The trial conducted used a randomised, placebo-controlled, double-blind, parallel design (ClinicalTrials.gov Identifier: NCT02048137). Twenty patients with either Crohn’s disease or ulcerative colitis were enrolled. Eligibility criteria included abdominal pain (≥ 3/10 on the visual analogy scale for at least 3 months in the past 6 months). Participants were randomly assigned to 2 groups: i) anodal (n = 10), or ii) placebo tDCS (n = 10). tDCS was applied over the primary motor cortex contralateral to the most painful abdominal side for 5 consecutive days (2mA; (i) 20min or (ii) 30sec). Assessments at baseline and after the intervention taken by a blinded evaluator included pressure pain threshold (primary outcome), visual analogy scale, inflammatory markers (C-reactive protein, calprotectin, erythrocyte sedimentation rate), and questionnaires on quality of life, functional symptoms (Irritable Bowel Syndrome-Severity Scoring System (IBS-SSS)), disease activity, and pain catastrophising. Follow-up assessment was performed 1 week after the end of the intervention. Data were analysed using ANOVA and t-tests.
Abdominal pain significantly decreased in the anodal tDCS group compared with placebo. This effect was present for the primary outcome of pressure pain threshold in both sides of the abdomen as well as for the visual analogy scale. Moreover, 1 week after finishing the intervention pain was still significantly decreased in the right abdominal side of the intervention group. Comparing both groups after the 5-day intervention, there was also a significant reduction on the pain catastrophising scale and on the IBS-SSS. Inflammatory markers and disease activity remained unchanged throughout the experiment in both groups. Besides mild adverse effects such as tingling, itching and skin redness, no severe side effect was observed.
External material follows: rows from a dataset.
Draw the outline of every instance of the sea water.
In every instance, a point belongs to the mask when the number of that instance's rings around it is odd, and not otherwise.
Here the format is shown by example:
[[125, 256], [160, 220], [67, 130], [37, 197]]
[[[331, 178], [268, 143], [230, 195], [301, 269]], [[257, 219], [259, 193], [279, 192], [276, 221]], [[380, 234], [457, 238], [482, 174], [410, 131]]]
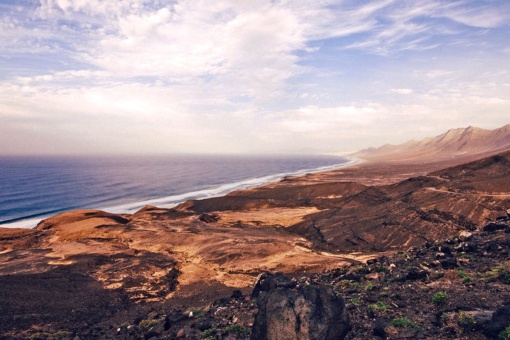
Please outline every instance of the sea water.
[[0, 227], [73, 209], [133, 213], [345, 166], [338, 156], [0, 157]]

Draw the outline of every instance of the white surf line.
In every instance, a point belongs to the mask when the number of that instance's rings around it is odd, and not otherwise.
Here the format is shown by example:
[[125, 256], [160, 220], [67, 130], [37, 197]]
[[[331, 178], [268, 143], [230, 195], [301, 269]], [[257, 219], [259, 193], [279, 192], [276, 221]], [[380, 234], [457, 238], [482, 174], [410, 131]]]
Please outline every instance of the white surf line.
[[[250, 178], [234, 183], [225, 183], [218, 185], [216, 187], [203, 189], [203, 190], [197, 190], [172, 196], [166, 196], [166, 197], [160, 197], [160, 198], [154, 198], [149, 199], [145, 201], [138, 201], [133, 203], [127, 203], [122, 205], [116, 205], [116, 206], [109, 206], [109, 207], [98, 207], [98, 208], [91, 208], [91, 209], [97, 209], [97, 210], [103, 210], [110, 213], [115, 214], [132, 214], [136, 211], [140, 210], [141, 208], [147, 206], [147, 205], [154, 205], [158, 206], [160, 208], [173, 208], [181, 203], [186, 202], [190, 199], [205, 199], [205, 198], [213, 198], [213, 197], [221, 197], [224, 196], [230, 192], [236, 191], [236, 190], [244, 190], [244, 189], [250, 189], [255, 188], [258, 186], [266, 185], [268, 183], [272, 183], [275, 181], [282, 180], [286, 176], [299, 176], [304, 175], [307, 173], [317, 173], [317, 172], [323, 172], [323, 171], [330, 171], [335, 169], [344, 168], [353, 164], [357, 164], [362, 162], [360, 159], [354, 158], [354, 157], [348, 157], [343, 156], [347, 159], [346, 163], [341, 164], [333, 164], [333, 165], [326, 165], [321, 166], [318, 168], [311, 168], [311, 169], [301, 169], [296, 170], [292, 172], [285, 172], [285, 173], [279, 173], [274, 175], [267, 175], [262, 177], [256, 177], [256, 178]], [[49, 215], [43, 215], [39, 218], [31, 218], [26, 220], [20, 220], [17, 222], [12, 223], [6, 223], [1, 224], [0, 228], [35, 228], [39, 222], [44, 220], [45, 218], [55, 216], [56, 214], [49, 214]]]

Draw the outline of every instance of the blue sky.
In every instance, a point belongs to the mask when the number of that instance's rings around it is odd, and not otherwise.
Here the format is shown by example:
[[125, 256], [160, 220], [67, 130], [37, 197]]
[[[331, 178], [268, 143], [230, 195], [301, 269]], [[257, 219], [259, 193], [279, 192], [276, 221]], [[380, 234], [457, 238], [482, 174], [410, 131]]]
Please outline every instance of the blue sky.
[[0, 0], [0, 154], [345, 153], [510, 123], [504, 0]]

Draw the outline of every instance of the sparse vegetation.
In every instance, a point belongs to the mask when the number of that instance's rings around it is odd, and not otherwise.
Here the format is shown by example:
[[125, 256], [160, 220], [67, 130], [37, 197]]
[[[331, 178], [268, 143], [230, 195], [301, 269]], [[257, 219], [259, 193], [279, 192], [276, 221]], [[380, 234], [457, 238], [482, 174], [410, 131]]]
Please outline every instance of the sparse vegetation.
[[351, 303], [355, 306], [359, 306], [361, 304], [361, 299], [360, 298], [353, 298], [351, 299]]
[[473, 281], [471, 280], [471, 277], [464, 273], [464, 271], [462, 270], [459, 270], [459, 277], [462, 279], [462, 283], [470, 283], [471, 281]]
[[223, 333], [241, 335], [241, 334], [248, 334], [248, 333], [250, 333], [250, 331], [243, 325], [241, 325], [239, 323], [235, 323], [235, 324], [230, 325], [227, 328], [225, 328], [223, 330]]
[[502, 263], [499, 266], [494, 267], [492, 270], [485, 272], [484, 276], [489, 279], [499, 280], [505, 284], [510, 284], [510, 263]]
[[498, 340], [510, 340], [510, 326], [499, 333]]
[[155, 326], [160, 321], [161, 321], [160, 319], [142, 320], [140, 321], [138, 326], [144, 330], [148, 330], [151, 327]]
[[391, 320], [390, 326], [396, 327], [396, 328], [405, 328], [405, 329], [420, 329], [421, 327], [416, 325], [414, 322], [409, 320], [406, 317], [401, 318], [395, 318]]
[[448, 301], [448, 295], [445, 292], [437, 292], [432, 295], [432, 303], [435, 305], [442, 305]]
[[368, 291], [371, 291], [372, 289], [374, 289], [375, 286], [372, 282], [368, 282], [366, 285], [365, 285], [365, 291], [368, 292]]
[[209, 328], [209, 329], [206, 329], [205, 331], [203, 331], [202, 333], [200, 333], [200, 335], [204, 339], [207, 339], [207, 340], [216, 339], [215, 334], [216, 334], [216, 328]]
[[73, 333], [67, 331], [58, 331], [56, 333], [40, 332], [30, 336], [31, 340], [47, 340], [47, 339], [67, 339], [71, 337]]
[[465, 331], [471, 331], [473, 329], [473, 327], [476, 325], [476, 320], [475, 320], [474, 316], [472, 316], [466, 312], [460, 312], [457, 315], [457, 323]]
[[371, 311], [385, 312], [388, 309], [390, 309], [390, 306], [388, 306], [383, 301], [377, 301], [376, 303], [368, 306], [368, 310], [371, 310]]

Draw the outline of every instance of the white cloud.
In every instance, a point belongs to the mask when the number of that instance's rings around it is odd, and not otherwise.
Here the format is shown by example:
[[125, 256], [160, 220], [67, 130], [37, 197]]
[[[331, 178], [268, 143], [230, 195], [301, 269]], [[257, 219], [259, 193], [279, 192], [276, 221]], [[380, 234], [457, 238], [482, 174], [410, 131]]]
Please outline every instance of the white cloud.
[[[509, 11], [469, 5], [41, 0], [28, 11], [1, 7], [0, 141], [16, 131], [26, 148], [47, 138], [69, 152], [338, 151], [346, 138], [349, 150], [376, 137], [403, 138], [395, 126], [403, 136], [415, 125], [497, 124], [509, 109], [510, 79], [501, 70], [510, 65], [496, 53], [485, 58], [497, 45], [492, 28], [507, 27]], [[30, 142], [32, 135], [40, 139]]]
[[398, 94], [410, 94], [414, 92], [413, 89], [391, 89], [390, 91]]

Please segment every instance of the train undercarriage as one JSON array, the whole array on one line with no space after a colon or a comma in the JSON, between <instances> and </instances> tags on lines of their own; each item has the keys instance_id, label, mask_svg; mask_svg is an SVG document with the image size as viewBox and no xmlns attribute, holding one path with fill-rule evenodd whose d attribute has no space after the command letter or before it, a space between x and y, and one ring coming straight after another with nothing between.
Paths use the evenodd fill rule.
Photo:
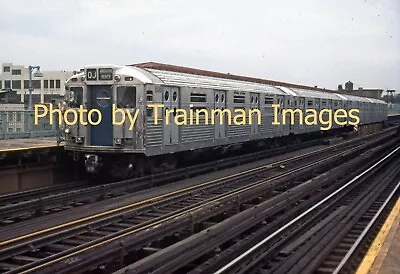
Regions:
<instances>
[{"instance_id":1,"label":"train undercarriage","mask_svg":"<svg viewBox=\"0 0 400 274\"><path fill-rule=\"evenodd\" d=\"M268 138L246 143L216 146L207 149L169 153L147 157L144 154L120 154L120 153L92 153L74 151L74 158L83 161L88 173L113 179L129 179L145 174L155 174L162 171L173 170L191 164L199 164L211 159L219 159L226 156L240 155L273 149L286 145L297 144L303 141L316 139L321 136L335 135L352 131L351 127L344 127L325 132L306 133L301 135L288 135L285 137Z\"/></svg>"},{"instance_id":2,"label":"train undercarriage","mask_svg":"<svg viewBox=\"0 0 400 274\"><path fill-rule=\"evenodd\" d=\"M106 173L116 179L129 179L177 167L174 154L146 157L142 154L82 153L81 156L84 156L86 172Z\"/></svg>"}]
</instances>

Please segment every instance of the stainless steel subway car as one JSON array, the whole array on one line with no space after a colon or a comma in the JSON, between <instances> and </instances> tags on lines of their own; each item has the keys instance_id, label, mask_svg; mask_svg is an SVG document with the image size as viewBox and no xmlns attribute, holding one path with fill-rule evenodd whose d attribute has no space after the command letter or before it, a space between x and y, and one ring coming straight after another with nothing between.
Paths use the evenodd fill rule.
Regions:
<instances>
[{"instance_id":1,"label":"stainless steel subway car","mask_svg":"<svg viewBox=\"0 0 400 274\"><path fill-rule=\"evenodd\" d=\"M149 107L154 104L163 107ZM283 109L359 109L360 124L387 119L387 105L381 100L317 88L157 63L91 65L67 81L62 111L71 109L65 115L69 121L74 119L73 110L78 112L81 107L86 113L81 113L77 123L64 124L61 138L66 150L84 159L87 171L107 169L114 176L130 177L148 170L172 168L177 155L182 153L191 157L199 151L224 151L249 142L266 145L285 136L321 130L320 122L306 125L300 123L299 115L295 116L294 125L290 117L286 124L278 117L280 123L274 125L276 113L272 105L276 104L280 105L278 115ZM178 109L187 113L259 109L261 124L254 116L249 117L254 122L244 125L228 124L227 120L207 124L212 117L199 111L198 124L177 125L174 117ZM88 123L95 124L99 116L97 125ZM215 119L218 121L218 117ZM332 124L332 128L337 127Z\"/></svg>"}]
</instances>

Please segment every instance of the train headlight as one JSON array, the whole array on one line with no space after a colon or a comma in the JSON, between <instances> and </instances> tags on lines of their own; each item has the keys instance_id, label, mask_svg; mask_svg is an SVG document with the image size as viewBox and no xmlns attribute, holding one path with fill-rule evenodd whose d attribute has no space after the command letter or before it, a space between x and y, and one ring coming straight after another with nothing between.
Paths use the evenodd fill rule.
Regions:
<instances>
[{"instance_id":1,"label":"train headlight","mask_svg":"<svg viewBox=\"0 0 400 274\"><path fill-rule=\"evenodd\" d=\"M83 137L76 137L76 143L77 144L82 144L83 143Z\"/></svg>"},{"instance_id":2,"label":"train headlight","mask_svg":"<svg viewBox=\"0 0 400 274\"><path fill-rule=\"evenodd\" d=\"M64 129L64 133L68 135L71 133L71 130L69 128L66 128L66 129Z\"/></svg>"},{"instance_id":3,"label":"train headlight","mask_svg":"<svg viewBox=\"0 0 400 274\"><path fill-rule=\"evenodd\" d=\"M114 76L115 81L119 82L121 80L121 76L119 75L115 75Z\"/></svg>"},{"instance_id":4,"label":"train headlight","mask_svg":"<svg viewBox=\"0 0 400 274\"><path fill-rule=\"evenodd\" d=\"M62 103L60 104L60 110L61 110L61 112L63 112L63 113L67 110L67 104L66 104L65 102L62 102Z\"/></svg>"},{"instance_id":5,"label":"train headlight","mask_svg":"<svg viewBox=\"0 0 400 274\"><path fill-rule=\"evenodd\" d=\"M73 91L71 91L71 93L69 94L69 101L72 103L73 101L75 101L75 93Z\"/></svg>"},{"instance_id":6,"label":"train headlight","mask_svg":"<svg viewBox=\"0 0 400 274\"><path fill-rule=\"evenodd\" d=\"M121 139L121 138L115 138L115 139L114 139L114 143L115 143L116 145L122 145L122 139Z\"/></svg>"}]
</instances>

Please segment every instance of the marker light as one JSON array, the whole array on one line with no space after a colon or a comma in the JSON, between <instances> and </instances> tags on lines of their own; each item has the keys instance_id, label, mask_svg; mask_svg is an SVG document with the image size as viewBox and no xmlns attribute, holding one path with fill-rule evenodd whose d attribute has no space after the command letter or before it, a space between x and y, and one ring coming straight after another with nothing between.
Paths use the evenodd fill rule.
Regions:
<instances>
[{"instance_id":1,"label":"marker light","mask_svg":"<svg viewBox=\"0 0 400 274\"><path fill-rule=\"evenodd\" d=\"M61 112L65 112L67 110L67 104L65 102L60 103Z\"/></svg>"}]
</instances>

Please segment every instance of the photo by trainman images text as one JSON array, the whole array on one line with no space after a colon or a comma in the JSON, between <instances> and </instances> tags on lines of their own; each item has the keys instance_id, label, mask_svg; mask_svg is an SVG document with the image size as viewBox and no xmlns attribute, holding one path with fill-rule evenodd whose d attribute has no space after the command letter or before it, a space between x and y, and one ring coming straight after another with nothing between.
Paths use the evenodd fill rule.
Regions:
<instances>
[{"instance_id":1,"label":"photo by trainman images text","mask_svg":"<svg viewBox=\"0 0 400 274\"><path fill-rule=\"evenodd\" d=\"M154 110L154 124L157 125L160 121L158 117L158 109L164 108L164 104L148 104L147 108ZM339 126L344 125L358 125L360 122L359 114L360 110L351 109L347 111L345 109L337 109L333 111L332 109L322 109L319 113L315 109L306 109L305 113L301 109L283 109L281 115L279 115L280 105L272 105L274 109L274 117L272 125L286 125L289 123L291 125L295 124L295 116L298 116L298 123L300 125L313 126L318 123L324 126L321 126L321 130L329 130L332 128L333 122ZM235 124L235 125L251 125L253 123L252 116L256 117L256 124L261 125L261 111L259 109L249 109L247 112L245 109L235 109L234 115L232 115L232 111L230 109L211 109L210 111L207 109L193 109L193 104L189 105L189 111L186 109L170 109L164 110L164 123L169 125L170 123L175 123L178 126L185 125L200 125L200 117L204 116L203 123L205 125L214 125L219 123L220 125L227 124ZM130 109L121 109L117 108L115 104L112 104L112 124L116 126L121 126L125 124L126 119L129 121L129 130L133 130L135 123L137 121L138 116L140 115L140 109L134 109L131 112ZM170 114L173 113L174 118L170 121ZM72 120L69 120L69 114L72 116ZM96 120L93 119L93 115L96 114ZM289 121L287 121L287 114L290 114ZM44 104L35 105L35 124L39 123L40 118L46 118L49 115L49 122L52 125L54 120L54 115L57 115L55 118L58 121L59 125L66 124L68 126L76 125L80 123L83 126L91 125L97 126L101 123L102 114L99 109L91 109L87 110L83 108L82 105L79 106L78 110L68 109L64 113L61 112L60 109L53 109L53 106L49 107ZM78 118L79 117L79 118ZM327 117L327 119L324 119ZM348 119L350 118L350 120ZM282 121L282 122L280 122Z\"/></svg>"}]
</instances>

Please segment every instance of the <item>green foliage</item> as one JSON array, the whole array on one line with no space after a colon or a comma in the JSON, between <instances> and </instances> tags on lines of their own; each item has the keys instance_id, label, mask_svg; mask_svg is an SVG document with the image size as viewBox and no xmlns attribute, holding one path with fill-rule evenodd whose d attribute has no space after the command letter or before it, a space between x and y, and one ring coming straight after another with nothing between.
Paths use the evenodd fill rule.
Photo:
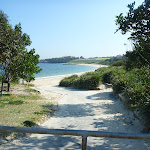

For chronic abdominal pain in IBD tDCS seems to be an effective and clinical relevant adjunct therapy. The analgesic effects seen were independent from inflammation and disease activity. This emphasises that central pain mechanisms are involved in chronic abdominal pain. This is in line with clinical observations that pain can persist even if mucosal inflammation is healed. Therefore our next study aims to investigate structural and functional changes in the brain due to chronic abdominal pain in IBD by MRI.